Setelah kehilangan sekitar 6 kg di bulan pertama, dia termotivasi untuk melanjutkan. Dia mengatakan bahwa meskipun hasilnya lambat, seseorang tidak boleh berkecil hati.

“Saya telah memberi diri saya waktu tiga bulan dengan rutinitas ini. Tubuh kita berbeda; jika Anda tidak melihat hasilnya di bulan pertama, jangan putus asa. Jangan menyerah. Yang penting adalah konsisten. Saya akan berjalan-jalan bahkan pada hari Minggu dan mempertahankan 2,5 jam berjalan setiap hari,” tambahnya.

Ram berencana untuk melanjutkan rutinitas dan diet ini sekarang karena dia telah mencapai berat badan idealnya. Dia memuji istrinya atas transformasinya saat dia memotivasi dia dan membuat hidangan sehat.

“Istri saya berdiri di belakang saya selama perjalanan penurunan berat badan saya, jadi, dukungannya sangat penting. Dia memastikan bahwa saya makan sehat setiap hari, ”dia berbagi.

Dia mengatakan bahwa dia menikmati dum biryani dan pizza mingguan, tetapi semuanya dibuat di rumah. Saat makan di luar, “kita harus memilih dengan bijak,” katanya.

“Saat saya makan di luar, saya punya salad dan sup. Bahkan saat makan nasi, saya memastikan bahwa saya memiliki sayuran atau kari dalam jumlah yang sama. Jika Anda mengambil secangkir nasi, ambillah sayuran dalam jumlah yang sama.
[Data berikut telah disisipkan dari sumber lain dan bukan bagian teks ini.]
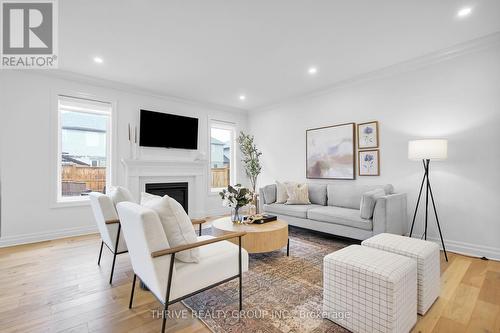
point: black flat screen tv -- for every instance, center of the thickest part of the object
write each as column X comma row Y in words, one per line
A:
column 168, row 130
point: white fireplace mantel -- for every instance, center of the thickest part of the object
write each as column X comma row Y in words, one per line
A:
column 138, row 173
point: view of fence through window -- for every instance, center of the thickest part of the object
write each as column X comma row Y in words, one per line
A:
column 84, row 146
column 220, row 156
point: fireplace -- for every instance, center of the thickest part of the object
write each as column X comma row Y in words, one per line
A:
column 177, row 191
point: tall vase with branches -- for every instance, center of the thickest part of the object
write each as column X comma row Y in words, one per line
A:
column 251, row 159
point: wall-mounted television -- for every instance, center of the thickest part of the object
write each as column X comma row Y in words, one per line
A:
column 168, row 130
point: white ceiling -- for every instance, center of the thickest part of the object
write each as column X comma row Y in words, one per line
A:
column 214, row 50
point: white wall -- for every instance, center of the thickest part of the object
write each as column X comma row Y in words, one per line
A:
column 458, row 99
column 27, row 151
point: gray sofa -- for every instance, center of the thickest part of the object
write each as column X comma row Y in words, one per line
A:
column 335, row 209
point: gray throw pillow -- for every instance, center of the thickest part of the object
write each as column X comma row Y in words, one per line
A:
column 317, row 193
column 368, row 200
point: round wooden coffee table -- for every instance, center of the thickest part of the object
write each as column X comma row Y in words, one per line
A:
column 260, row 238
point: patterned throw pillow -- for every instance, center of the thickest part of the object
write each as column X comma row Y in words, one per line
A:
column 298, row 194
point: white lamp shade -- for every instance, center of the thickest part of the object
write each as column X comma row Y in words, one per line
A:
column 433, row 149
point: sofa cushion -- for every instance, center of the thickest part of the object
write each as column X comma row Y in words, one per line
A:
column 290, row 210
column 349, row 196
column 368, row 200
column 339, row 215
column 317, row 193
column 269, row 193
column 281, row 193
column 298, row 194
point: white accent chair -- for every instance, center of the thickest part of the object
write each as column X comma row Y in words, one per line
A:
column 168, row 279
column 109, row 227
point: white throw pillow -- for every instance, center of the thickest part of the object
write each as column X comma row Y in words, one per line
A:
column 368, row 201
column 298, row 194
column 148, row 197
column 119, row 194
column 176, row 224
column 281, row 193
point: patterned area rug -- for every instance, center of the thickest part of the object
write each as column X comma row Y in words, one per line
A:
column 280, row 293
Kami juga sudah mulai membuat semuanya di rumah karena lebih sehat,” tambah Ram.

Diet yang mengubah permainan

Sarapan jam 10 pagi: Putih telur, ragi malt, dan buah seperti apel atau delima.

Makan siang jam 2 siang: sayur upma/satu cangkir nasi/chapati/ragi atau jowar dosa/ayam atau kari sayur dengan wortel dan salad mentimun.

Makan malam: Salad buah bersama chapati dengan kari sayur.

Diantaranya: Banyak buttermilk dicampur dengan perbandingan 1:3 (dadih : air).